Olimpia Bartosik-Wiśniewska

Personal information
- Born: 8 February 1976 (age 50) Pińczów, Poland

Chess career
- Country: Poland
- Title: Woman FIDE Master (1994)
- Peak rating: 2225 (July 1996)

= Olimpia Bartosik-Wiśniewska =

Polish chess player

Olimpia Bartosik-Wiśniewska (née Bartosik, born 8 February 1976) is a Polish chess Woman FIDE Master (1994).

== Chess career ==
In the late 1980s, Olimpia Bartosik was one of the World's leading junior female chess player, winning bronze medals twice at the World Youth Chess Championships in Timișoara (1988, U12 girls age group) and Aguadilla (1989, U14 girls age group). In the years from 1988 to 1996, she won the titles of the Polish Youth Girl's Chess Championship five times in the age groups up to 12, 16, 18 and 20 years old. Between 1992 and 1997, she appeared in the finals of Polish Women's Chess Championships three times, achieving the best result in 1992 in Świeradów-Zdrój, where she took 11th place. In 1993, in Kalisz, Olimpia Bartosik won the Polish Women's Blitz Chess Championship.

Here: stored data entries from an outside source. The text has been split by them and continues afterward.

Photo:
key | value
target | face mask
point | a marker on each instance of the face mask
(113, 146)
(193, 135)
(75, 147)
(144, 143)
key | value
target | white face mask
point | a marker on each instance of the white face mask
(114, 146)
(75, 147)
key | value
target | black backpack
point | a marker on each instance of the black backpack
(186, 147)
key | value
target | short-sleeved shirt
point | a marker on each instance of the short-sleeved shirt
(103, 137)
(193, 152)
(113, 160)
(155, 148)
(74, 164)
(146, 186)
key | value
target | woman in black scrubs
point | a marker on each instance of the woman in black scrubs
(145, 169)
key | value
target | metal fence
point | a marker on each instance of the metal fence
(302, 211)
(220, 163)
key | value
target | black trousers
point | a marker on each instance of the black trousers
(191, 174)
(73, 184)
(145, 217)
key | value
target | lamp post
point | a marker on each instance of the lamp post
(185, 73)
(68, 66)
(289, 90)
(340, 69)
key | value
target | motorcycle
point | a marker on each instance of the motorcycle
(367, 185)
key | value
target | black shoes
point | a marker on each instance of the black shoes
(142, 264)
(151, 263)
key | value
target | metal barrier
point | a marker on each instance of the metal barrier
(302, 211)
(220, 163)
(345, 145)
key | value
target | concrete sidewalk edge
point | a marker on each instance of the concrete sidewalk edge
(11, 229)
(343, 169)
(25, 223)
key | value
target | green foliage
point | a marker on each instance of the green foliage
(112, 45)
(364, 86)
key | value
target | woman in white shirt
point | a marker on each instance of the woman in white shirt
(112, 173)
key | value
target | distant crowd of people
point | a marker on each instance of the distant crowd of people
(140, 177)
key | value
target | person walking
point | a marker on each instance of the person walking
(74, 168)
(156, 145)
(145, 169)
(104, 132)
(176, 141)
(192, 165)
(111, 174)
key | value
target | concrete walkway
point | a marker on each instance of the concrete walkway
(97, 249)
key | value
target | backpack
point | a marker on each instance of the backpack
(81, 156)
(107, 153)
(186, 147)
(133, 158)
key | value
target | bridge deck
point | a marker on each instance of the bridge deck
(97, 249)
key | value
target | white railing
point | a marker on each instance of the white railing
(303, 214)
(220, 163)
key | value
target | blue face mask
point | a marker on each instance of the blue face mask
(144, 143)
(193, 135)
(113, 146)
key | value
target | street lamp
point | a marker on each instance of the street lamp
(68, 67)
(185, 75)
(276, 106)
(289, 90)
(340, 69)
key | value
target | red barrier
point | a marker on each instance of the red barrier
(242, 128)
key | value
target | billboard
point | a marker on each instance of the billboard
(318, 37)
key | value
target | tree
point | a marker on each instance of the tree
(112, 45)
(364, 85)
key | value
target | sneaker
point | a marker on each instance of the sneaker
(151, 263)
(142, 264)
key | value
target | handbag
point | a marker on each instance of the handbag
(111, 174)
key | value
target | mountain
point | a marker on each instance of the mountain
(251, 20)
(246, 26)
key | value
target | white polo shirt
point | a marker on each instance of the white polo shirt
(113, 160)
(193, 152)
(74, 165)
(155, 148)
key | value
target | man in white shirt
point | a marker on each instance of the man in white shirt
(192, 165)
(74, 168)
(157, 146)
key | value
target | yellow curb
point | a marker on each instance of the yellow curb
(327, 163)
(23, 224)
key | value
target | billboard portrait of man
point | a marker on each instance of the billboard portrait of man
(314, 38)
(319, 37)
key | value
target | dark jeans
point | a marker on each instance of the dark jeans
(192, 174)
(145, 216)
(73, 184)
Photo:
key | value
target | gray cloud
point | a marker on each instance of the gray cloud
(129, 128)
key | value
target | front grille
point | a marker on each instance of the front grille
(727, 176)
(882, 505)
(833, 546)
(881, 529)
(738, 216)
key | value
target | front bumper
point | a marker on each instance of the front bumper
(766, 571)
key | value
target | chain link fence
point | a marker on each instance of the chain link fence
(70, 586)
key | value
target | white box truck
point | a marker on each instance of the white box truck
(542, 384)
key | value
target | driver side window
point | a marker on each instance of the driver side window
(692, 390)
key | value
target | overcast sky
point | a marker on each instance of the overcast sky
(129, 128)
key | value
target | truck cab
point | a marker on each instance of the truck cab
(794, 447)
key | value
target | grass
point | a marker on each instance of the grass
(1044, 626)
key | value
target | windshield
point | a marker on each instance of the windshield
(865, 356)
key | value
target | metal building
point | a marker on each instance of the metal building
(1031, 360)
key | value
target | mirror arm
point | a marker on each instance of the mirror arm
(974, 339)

In 1997, she ended her active professional chess career.

Olimpia Bartosik-Wiśniewska achieved the highest rating in her career on July 1, 1996, with a score of 2225 points, she was then ranked 8th among Polish female chess players.

Currently, Olimpia Bartosik-Wiśniewska works as a teacher physical education in Junior High School No. 1 in Raszyn.